Automation, data integration and artificial intelligence (AI) are changing the game and organisations that implement data-driven processes will reap the rewards.
Let’s start at the beginning of the employee experience: recruitment. Advanced analytics and AI can be utilised to revolutionise the way roles are recruited.
As a hiring manager you are looking for the most relevant information about each candidate, and this can come from structured and unstructured sources. A common example of a structured source is a CV.
Unstructured sources are where machine learning and AI really come into play. What is this person posting about on social media? How do they spend their free time? What are their interests? This additional information gives the hiring manager an idea of who a person is and what drives them.
By bringing this data together into one platform HR teams can analyse it and present it in a way that will be beneficial to the hiring manager.
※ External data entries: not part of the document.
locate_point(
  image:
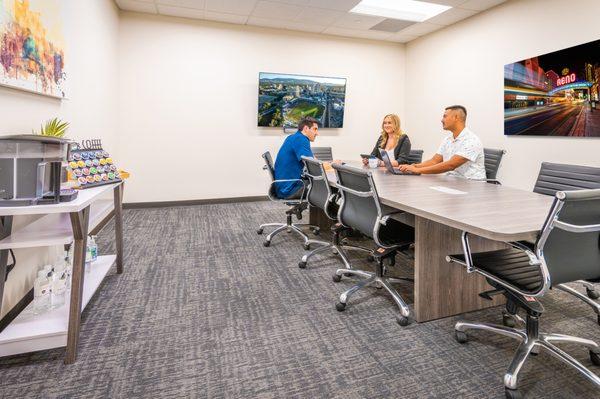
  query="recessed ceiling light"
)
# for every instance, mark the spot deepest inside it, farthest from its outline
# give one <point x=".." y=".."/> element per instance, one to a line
<point x="408" y="10"/>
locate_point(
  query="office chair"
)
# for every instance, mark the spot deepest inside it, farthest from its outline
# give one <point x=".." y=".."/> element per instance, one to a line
<point x="555" y="177"/>
<point x="322" y="153"/>
<point x="567" y="250"/>
<point x="297" y="206"/>
<point x="321" y="196"/>
<point x="492" y="158"/>
<point x="415" y="156"/>
<point x="361" y="210"/>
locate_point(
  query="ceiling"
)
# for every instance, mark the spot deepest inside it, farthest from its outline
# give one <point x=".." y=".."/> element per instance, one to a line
<point x="318" y="16"/>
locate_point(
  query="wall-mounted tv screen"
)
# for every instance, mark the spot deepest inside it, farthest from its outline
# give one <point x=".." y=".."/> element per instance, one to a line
<point x="554" y="94"/>
<point x="284" y="99"/>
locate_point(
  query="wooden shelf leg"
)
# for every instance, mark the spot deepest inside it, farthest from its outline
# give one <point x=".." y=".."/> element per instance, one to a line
<point x="118" y="196"/>
<point x="5" y="230"/>
<point x="79" y="222"/>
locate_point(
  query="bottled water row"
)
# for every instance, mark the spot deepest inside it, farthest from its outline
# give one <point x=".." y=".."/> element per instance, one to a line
<point x="53" y="282"/>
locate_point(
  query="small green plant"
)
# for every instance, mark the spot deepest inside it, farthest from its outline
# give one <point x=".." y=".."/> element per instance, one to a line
<point x="54" y="127"/>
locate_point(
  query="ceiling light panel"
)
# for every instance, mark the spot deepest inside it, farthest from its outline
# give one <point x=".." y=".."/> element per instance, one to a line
<point x="408" y="10"/>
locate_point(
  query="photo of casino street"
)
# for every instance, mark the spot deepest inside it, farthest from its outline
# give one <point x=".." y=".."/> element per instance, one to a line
<point x="555" y="94"/>
<point x="285" y="99"/>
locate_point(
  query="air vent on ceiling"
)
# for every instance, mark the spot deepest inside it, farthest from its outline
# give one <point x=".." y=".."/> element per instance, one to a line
<point x="392" y="25"/>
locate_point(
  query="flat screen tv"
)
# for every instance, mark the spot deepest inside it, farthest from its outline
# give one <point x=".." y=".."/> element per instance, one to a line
<point x="284" y="99"/>
<point x="554" y="94"/>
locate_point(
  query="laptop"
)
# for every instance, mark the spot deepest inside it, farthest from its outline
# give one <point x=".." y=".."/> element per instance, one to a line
<point x="388" y="164"/>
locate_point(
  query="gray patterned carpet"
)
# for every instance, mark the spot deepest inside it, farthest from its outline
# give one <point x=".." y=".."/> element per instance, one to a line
<point x="204" y="310"/>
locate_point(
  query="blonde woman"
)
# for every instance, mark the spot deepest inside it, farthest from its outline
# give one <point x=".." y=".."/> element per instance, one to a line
<point x="392" y="140"/>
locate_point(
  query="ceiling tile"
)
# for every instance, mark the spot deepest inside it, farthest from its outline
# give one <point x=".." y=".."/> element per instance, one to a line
<point x="451" y="3"/>
<point x="356" y="21"/>
<point x="269" y="9"/>
<point x="196" y="4"/>
<point x="139" y="6"/>
<point x="319" y="16"/>
<point x="451" y="16"/>
<point x="222" y="17"/>
<point x="481" y="5"/>
<point x="364" y="34"/>
<point x="180" y="12"/>
<point x="238" y="7"/>
<point x="340" y="5"/>
<point x="420" y="29"/>
<point x="401" y="38"/>
<point x="280" y="24"/>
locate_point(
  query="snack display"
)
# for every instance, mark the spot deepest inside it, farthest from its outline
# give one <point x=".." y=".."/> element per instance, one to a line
<point x="92" y="167"/>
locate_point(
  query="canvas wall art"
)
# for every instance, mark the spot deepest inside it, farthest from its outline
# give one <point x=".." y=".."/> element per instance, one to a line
<point x="32" y="48"/>
<point x="554" y="94"/>
<point x="285" y="99"/>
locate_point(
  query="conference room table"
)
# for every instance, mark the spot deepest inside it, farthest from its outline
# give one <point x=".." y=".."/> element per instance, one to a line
<point x="443" y="207"/>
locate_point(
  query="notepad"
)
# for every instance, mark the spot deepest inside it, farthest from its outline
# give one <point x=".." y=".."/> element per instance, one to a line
<point x="447" y="190"/>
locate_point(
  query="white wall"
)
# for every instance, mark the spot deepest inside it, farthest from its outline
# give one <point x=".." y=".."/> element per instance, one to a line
<point x="463" y="64"/>
<point x="91" y="33"/>
<point x="189" y="92"/>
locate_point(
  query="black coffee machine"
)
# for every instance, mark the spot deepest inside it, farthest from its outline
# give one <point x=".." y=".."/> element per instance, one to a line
<point x="31" y="169"/>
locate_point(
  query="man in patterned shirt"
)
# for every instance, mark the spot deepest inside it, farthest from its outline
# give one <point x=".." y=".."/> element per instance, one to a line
<point x="461" y="151"/>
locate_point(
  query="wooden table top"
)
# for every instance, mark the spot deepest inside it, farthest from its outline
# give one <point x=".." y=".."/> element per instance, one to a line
<point x="487" y="210"/>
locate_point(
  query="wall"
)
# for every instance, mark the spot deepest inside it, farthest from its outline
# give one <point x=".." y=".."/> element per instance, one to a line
<point x="464" y="64"/>
<point x="91" y="33"/>
<point x="189" y="93"/>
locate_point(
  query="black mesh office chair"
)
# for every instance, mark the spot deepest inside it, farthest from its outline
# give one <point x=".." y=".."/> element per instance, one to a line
<point x="322" y="153"/>
<point x="555" y="177"/>
<point x="566" y="250"/>
<point x="321" y="196"/>
<point x="361" y="210"/>
<point x="415" y="156"/>
<point x="492" y="158"/>
<point x="296" y="207"/>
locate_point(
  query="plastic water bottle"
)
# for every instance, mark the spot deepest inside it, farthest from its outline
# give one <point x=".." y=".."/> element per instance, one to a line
<point x="58" y="286"/>
<point x="41" y="292"/>
<point x="93" y="248"/>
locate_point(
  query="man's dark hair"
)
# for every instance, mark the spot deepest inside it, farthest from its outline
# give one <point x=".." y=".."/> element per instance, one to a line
<point x="459" y="108"/>
<point x="307" y="121"/>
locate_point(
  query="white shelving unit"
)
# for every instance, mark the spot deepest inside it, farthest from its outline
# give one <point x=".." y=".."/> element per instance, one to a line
<point x="55" y="328"/>
<point x="33" y="332"/>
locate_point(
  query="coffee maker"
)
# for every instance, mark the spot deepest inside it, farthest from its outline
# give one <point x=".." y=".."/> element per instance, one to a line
<point x="30" y="169"/>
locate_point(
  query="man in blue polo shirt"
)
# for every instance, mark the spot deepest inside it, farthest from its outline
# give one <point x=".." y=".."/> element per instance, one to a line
<point x="289" y="162"/>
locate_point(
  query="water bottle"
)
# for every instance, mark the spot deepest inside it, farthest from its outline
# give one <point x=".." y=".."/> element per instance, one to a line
<point x="41" y="292"/>
<point x="93" y="248"/>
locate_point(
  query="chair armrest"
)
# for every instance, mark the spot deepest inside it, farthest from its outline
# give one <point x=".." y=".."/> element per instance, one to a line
<point x="385" y="217"/>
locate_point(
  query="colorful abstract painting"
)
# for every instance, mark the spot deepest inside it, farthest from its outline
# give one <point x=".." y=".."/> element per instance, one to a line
<point x="32" y="46"/>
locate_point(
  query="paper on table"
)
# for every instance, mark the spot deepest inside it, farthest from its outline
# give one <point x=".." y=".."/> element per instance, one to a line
<point x="447" y="190"/>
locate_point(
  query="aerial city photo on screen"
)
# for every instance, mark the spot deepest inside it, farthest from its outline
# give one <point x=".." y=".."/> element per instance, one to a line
<point x="554" y="94"/>
<point x="284" y="99"/>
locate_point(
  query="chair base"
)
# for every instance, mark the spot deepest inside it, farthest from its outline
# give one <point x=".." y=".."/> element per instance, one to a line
<point x="374" y="278"/>
<point x="289" y="226"/>
<point x="530" y="343"/>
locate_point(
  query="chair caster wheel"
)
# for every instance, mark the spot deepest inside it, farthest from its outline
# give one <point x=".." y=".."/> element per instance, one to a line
<point x="593" y="294"/>
<point x="595" y="358"/>
<point x="512" y="394"/>
<point x="461" y="337"/>
<point x="508" y="321"/>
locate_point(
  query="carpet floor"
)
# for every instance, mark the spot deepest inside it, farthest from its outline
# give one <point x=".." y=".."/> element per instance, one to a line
<point x="203" y="310"/>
This saves the hiring manager time and arms them with the information they need to make the best decision possible.
As we look at countries around the world we can see HR processes modernising and unstructured data playing a larger role, particularly in the US and the UK. There may be geographical differences in the approach, but data integration and advanced analytics are going to make an impact no matter where you’re hiring.
By integrating applications and systems a single action can set off a series of automated workflows such that a new hire gets their computer, pay cheque, benefits, and more in a timely fashion.
Once a new employee is successfully onboarded there is still a delay until they are able to start working effectively. It can take someone four to six months to be productive in their new role, so to accelerate this timeframe HR departments should look to implement an automation platform sooner rather than later.
This can provide access to other colleagues as well as best practices, quickly bringing the employee up to speed with various business matters. By pulling together unstructured data, automating it into a coherent format, and presenting it to the employee in a way that is useful, it will allow that individual to understand their role and the business quicker. This will result in the employee being able to quickly proceed with completing tasks independently.
Cloud HR applications can be implemented to assist with HR processes, along with business planning and financial management. This helps with streamlining the internal HR practices, but can often take months to be completely integrated into an organisation. But for companies looking to speed up that process an automation platform will reduce those months to weeks.
Hiring the right employee is one thing, but retaining them is another. In the past it was extremely common for an individual to stay in the same job or company for the majority of their working life. But attitudes are changing and starting a new job every five or so years has become increasingly normal.
AI and data can give a helping hand in the challenge of retaining employees and identifying those who are at risk of leaving. Employers can monitor for employee engagement and analyse performance through a dashboard continuously, rather than a review once a year. This helps organisations to identify any red flags and take corrective action as needed.
Internal reviews often focus on looking at the past performance of an employee, but this insight can help an organisation to look forward at the role that employee can play in relation to business aims. For this dashboard an automation platform is required to extract data from various sources and collate this in one place. Having this vast amount of data readily available will save time and allow HR employees to focus their attention on other tasks.
If an employee is at risk of leaving their employer will want to know at the earliest stage possible. One way to gauge this is through tracking engagement metrics. From this predictions can be made as to how likely they are to leave. Monitoring how long an employee spends on non-work-related platforms, such as social media, is an example. By having this data available HR departments can react as appropriate.
There was a time when HR was seen as a back office function but it is now very much at the forefront. As data becomes more important across all departments in an organisation HR and its processes will continue to adapt. Over the next few years the lines between HR, finance, performance analytics, integration and metrics will blur and will be hosted and powered on one easily-accessible platform.